First, and most importantly, though at first glance the revised bill does use a 12 census tract approach as requested by the EB-5 community to mirror the “California approach” to prevent gerrymandering, the actual language is much more severe and limiting than it initially appears.  Additional language has been added in the bill regarding TEA configurations such that in practice, we still have an one-census tract approach in this bill.  Leading EB-5 economist, Jeff Carr, has run an analysis that shows that there are virtually no areas that qualify for TEA designation under the 12 census tract approach in this bill that would not already qualify for TEA designation under a one census tract approach.  This additional “gotcha” language that virtually eliminates the benefit of the 12 census tract approach must be eliminated and this should not be negotiable.  If this language is not removed, then IIUSA and its membership should withdraw its support for the bill.
Second, there has been language that serves labor unions and other special interests groups added in at the last minute, the effects of which are difficult to fully understand without extensive analysis that there is simply not time for.  Labor law should not be made through an EB-5 bill.  These special interest provisions relate to labor certifications and obtaining the approval of local economic agencies before proceeding with EB-5 projects, among other things.  We fear that these last minute add-ons have the potential to lead to unintended consequences that would severely hamper the EB-5 program.  These additions should also be eliminated before the revised bill receives IIUSA’s and the EB-5 community’s full support.  Otherwise, we believe the EB-5 community, at a minimum, needs a short-term extension to fully understand the effects of these provisions.
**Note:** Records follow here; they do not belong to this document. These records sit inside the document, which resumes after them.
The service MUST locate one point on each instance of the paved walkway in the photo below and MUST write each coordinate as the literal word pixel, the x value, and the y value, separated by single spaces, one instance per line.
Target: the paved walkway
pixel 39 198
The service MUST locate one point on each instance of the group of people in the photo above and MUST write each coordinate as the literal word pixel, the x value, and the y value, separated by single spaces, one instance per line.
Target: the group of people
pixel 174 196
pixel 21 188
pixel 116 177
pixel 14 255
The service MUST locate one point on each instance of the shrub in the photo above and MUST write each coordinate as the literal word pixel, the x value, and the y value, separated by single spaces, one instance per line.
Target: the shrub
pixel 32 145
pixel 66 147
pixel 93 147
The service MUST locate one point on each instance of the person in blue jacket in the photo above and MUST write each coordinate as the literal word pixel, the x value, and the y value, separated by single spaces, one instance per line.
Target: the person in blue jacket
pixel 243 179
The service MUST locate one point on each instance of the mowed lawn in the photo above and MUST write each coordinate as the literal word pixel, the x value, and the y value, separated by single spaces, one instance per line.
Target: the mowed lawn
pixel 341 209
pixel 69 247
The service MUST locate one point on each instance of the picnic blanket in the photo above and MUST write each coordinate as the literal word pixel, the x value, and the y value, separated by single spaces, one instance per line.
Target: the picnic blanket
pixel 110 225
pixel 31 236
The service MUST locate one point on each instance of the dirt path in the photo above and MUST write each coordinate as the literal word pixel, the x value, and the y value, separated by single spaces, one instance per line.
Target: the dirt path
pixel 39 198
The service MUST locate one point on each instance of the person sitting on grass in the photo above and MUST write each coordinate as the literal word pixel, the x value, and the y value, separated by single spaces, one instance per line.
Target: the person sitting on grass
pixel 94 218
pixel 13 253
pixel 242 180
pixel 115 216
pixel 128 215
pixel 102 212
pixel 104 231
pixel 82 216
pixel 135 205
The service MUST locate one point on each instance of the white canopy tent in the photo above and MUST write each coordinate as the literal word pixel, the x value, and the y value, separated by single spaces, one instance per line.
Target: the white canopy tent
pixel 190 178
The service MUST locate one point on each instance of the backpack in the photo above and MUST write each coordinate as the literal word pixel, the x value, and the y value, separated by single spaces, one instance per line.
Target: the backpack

The proposal does attempt to combat fraud; it provides the Department of Homeland Security (DHS) with increased authority to investigate fraud, using a dedicated EB-5 Integrity Fund for such purposes. It permits DHS to deny or terminate applications where there is fraud, criminal misuse, or a threat to public safety or national security. The proposal expressly requires greater project oversight and attention to securities compliance.
The legislative compromise not only increases DHS enforcement functions, but raises the amount of investment required in Targeted Employment Areas (TEA) to $800,000, also including in the TEA definition, infrastructure projects. No one can deny that investment in infrastructure is not sorely needed. The terms of the proposal ensure that the corresponding capital and job creation occur in rural areas and areas with high unemployment as intended originally. The proposal also improves the calculation of job creation so that EB-5 projects truly create the statutorily required 10 jobs per investor.
In turn, DHS is expected to restrict preferential treatment in adjudications, accommodate premium processing and improve adjudication times, and administer the program as intended by Congress.
Thus, the bipartisan proposal addresses some of the most onerous problems attributable to in the existing EB-5 program: fraud, lack of disclosure, insufficient oversight, deviation from the TEA program objectives, and unjustifiable adjudication delays.
In summary, we feel this bill has a lot of positives that could potentially reform the program for the better and provide a solid long-term foundation for the program’s future.  However, we must not allow this revised bill to be forced through Congress without key “technical” changes being made that could have huge, landscape changing effects on the long-term future of the EB-5 program.